New highly detailed images of rocks located on Mars revealed evidence of the existence of rivers for more than 100,000 years on the planet 3.7 billion years ago.
An international team of researchers from Italy, the United Kingdom, France and the Netherlands used high-resolution images captured by the HiRISE camera of NASA’s Mars Reconnaissance Orbiter to study an edge of the Hellas Planitia plain in the red planet’s southern hemisphere.
The Hellas impact crater has long been of interest to researchers because it is one of the largest in the solar system, stretching about 9 kilometers from the crater’s base to the rim.
Scientists focused on a rocky cliff, about 200 meters high and dating to 3.7 billion years ago. Composed of sediments accumulated over time, these rocks are like those found on Earth and formed by rivers.
“The cliffs located on Mars reveal rivers that continually changed their ravines, creating sandbanks, similar to the Rhine river or to those found in northern Italy,” reads the study, published in the magazine. Nature Communications.

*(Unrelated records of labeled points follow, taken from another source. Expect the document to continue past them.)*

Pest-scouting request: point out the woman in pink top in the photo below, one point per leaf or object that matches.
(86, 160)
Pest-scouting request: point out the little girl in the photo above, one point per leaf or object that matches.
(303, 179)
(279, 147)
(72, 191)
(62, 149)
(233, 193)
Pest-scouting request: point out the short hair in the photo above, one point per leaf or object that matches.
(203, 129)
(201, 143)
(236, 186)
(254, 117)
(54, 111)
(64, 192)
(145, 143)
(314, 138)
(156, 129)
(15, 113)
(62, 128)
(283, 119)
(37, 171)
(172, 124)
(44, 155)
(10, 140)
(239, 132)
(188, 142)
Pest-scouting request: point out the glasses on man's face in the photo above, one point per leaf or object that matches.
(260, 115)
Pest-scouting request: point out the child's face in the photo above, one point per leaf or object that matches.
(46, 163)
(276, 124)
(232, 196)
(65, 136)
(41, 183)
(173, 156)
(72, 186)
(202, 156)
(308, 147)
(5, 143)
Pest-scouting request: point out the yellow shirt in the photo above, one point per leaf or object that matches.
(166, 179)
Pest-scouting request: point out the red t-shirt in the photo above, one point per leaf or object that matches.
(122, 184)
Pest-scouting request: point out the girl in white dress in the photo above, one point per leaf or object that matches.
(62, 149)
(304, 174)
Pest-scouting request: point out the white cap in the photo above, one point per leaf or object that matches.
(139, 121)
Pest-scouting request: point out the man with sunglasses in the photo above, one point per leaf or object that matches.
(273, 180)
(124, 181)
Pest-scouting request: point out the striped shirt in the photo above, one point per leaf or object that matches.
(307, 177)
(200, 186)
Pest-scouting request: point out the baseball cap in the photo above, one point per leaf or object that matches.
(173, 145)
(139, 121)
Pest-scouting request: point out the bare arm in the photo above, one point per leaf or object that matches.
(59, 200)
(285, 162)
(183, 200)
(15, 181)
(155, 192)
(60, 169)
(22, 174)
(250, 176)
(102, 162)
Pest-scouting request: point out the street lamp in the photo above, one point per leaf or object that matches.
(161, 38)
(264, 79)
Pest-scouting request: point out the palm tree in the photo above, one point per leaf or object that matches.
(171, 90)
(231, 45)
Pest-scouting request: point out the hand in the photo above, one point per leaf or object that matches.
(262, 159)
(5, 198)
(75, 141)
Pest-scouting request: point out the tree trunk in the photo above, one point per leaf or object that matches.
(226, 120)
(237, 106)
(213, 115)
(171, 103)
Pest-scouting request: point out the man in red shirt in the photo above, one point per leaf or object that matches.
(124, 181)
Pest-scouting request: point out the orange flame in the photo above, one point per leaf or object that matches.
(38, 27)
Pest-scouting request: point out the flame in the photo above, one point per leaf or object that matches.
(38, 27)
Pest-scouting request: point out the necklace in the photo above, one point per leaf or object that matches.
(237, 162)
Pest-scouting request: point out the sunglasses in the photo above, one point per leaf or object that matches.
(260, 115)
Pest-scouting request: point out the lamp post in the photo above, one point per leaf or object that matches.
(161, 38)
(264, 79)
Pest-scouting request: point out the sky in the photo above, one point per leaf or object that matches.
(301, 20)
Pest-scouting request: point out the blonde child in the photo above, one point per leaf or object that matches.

“It is not like reading a newspaper, but the high resolution images allowed us to” read “the rocks as if we were very close to the cliff,” said Francesco Salese, one of the authors of the study and a geologist at the University of Utrecht. “Unfortunately, we don’t have the ability to scale, to look at the details on a finer scale, but the striking similarities to the sedimentary rocks on Earth leave very little to the imagination.”
By analyzing the layers of rocks on Mars, the researchers were able to determine that the channels were around 3 meters deep. This analysis can give more information about its evolution, similar to how geologists used the sediment layers on Earth to understand how our planet changed over time and visualize what it was like millions and billions of years ago.